If you are interested, the ggthemes package includes several other themes.

Theme Description
theme_economist() based on the Economist
theme_economist_white() based on the Economist
theme_excel() based on Excel
theme_few() based on Few’s “Practical Rules for Using Color in Charts”
theme_fivethirtyeight() based on fivethirtyeight.com plots
theme_gdocs() based on Google docs
theme_igray() inverse grey
theme_pander() based on the pander package
theme_solarized() based on the Solarized palette
theme_solarized_2() based on the Solarized palette
theme_stata() based on default Stata graphics
theme_tufte() based on Tufte–minimum ink, maximum data
theme_wsj() based on Wall Street Journal

Try the the infamous (famously ugly) Excel theme.

# load packages
library(ggthemes)  # for additional themes and even more fun!

# build density plot
ggplot(nominate100_df, aes(x = ideology, fill = party)) + 
  geom_density(alpha = 0.5) + 
  theme_excel()

Exercise 3.21 What are themes in ggplot2? What do they control/change?

Exercise 3.22 How do you change the theme of a ggplot?

Exercise 3.23 What are a few theme options from ggplot2? From ggthemes?

Exercise 3.24 Try a few different themes from both ggplot2 and ggthemes. What is your favorite and why?

3.9 Exercises

Exercise 3.25 Putting It All Together Create a density plot mapping ideology to x and color or fill to party. Facet by congress. This should generate separate density plots for each Congress. Adjust the alpha transparency appropriately. Add a nice title and axis labels. If you want to fix the misleading default colors and/or fills, you can add scale_color_manual(values = c("Democrat" = "blue", "Republican" = "red")) and/or scale_fill_manual(values = c("Democrat" = "blue", "Republican" = "red")), respectively, to your ggplot code (the first controls the color; the second controls the fill). Answer the following questions:

  1. Interpret the ideology histograms. How have the distributions of MC ideology shifted? Is Congress becoming more polarized?
  2. Look at the histograms for each party in the 100th and 115th congress. Roughly, want is the average (or “typical”) ideology for each party.
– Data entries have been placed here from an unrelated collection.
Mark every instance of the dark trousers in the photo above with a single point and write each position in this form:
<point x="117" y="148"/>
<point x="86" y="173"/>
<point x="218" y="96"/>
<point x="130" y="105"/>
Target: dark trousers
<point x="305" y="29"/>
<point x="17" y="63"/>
Has one party shifted away from the center (i.e., zero) more than the other between the 100th and 115th?
  3. Has the variation within each party changed? Have Democrats become more, or less ideologically heterogenous? Republicans?
  4. Think back to your model of congressional polarization. How well does it fit with our final histogram? Are there any features of the figure that are incompatible with your model? How could you update your model to account for these?
  5. Based on these data, formulate a hypothesis predicting the distribution of ideology in the public. Given that DW-NOMINATE scores are not available for every citizen in the country, what sort of data could you gather to evaluate your claim?
Solution

If you rely on this solution, make sure you can explain the purpose of each line. See what changes if you take that line out, for example.

## Warning: Removed 25 rows containing non-finite values (stat_density).